The deal, announced in a joint statement today, caps years of talks between the two firms over Alibaba reclaiming some or all of the stake that Yahoo bought for about $1 billion in 2005.
A source familiar with the deal said Yahoo built in incentives for Alibaba, which operates the popular Chinese online marketplace Taobao, to hold an initial public offering by end-2015.
Yahoo, which has come under fire from shareholders for failing to take aggressive action to reverse a decline in advertising revenue in the face of competition from Google and Facebook, will hand most of the sale proceeds to its stockholders.
"For Yahoo it's a decent compromise, they were never going to keep all the 40 per cent stake and expect to see these guys IPO. I think they sold it off at a pretty reasonable valuation," said Michael Clendenin at RedTech Advisors in Shanghai.
"Yahoo still has a lot of bigger problems ahead of them, I mean, they are a portal so they're going the way of the dodo bird."
According to the statement, Alibaba would buy back half of Yahoo's remaining stake - a 10 per cent holding - at the IPO price or allow Yahoo to sell those shares in the offering before end-2015. Alibaba Group is valued at $30-35 billion.
Alibaba is looking to raise about a third of the $7.1 billion through issuance of equity to shareholders, one of the sources told Reuters.

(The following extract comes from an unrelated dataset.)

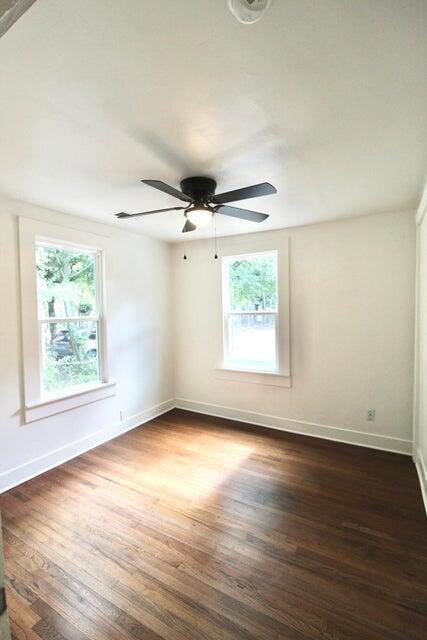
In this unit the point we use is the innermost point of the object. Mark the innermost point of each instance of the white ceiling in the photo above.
(325, 99)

A second source also confirmed the talks, but said Temasek has not made a final decision on the investment.
Alibaba was not immediately available to comment and a Temasek spokesman declined to comment.
Temasek bought Alibaba Group shares from the Chinese company's employees in September 2011 in a tender offer in which DST Global, Silver Lake and Yunfeng Capital also participated.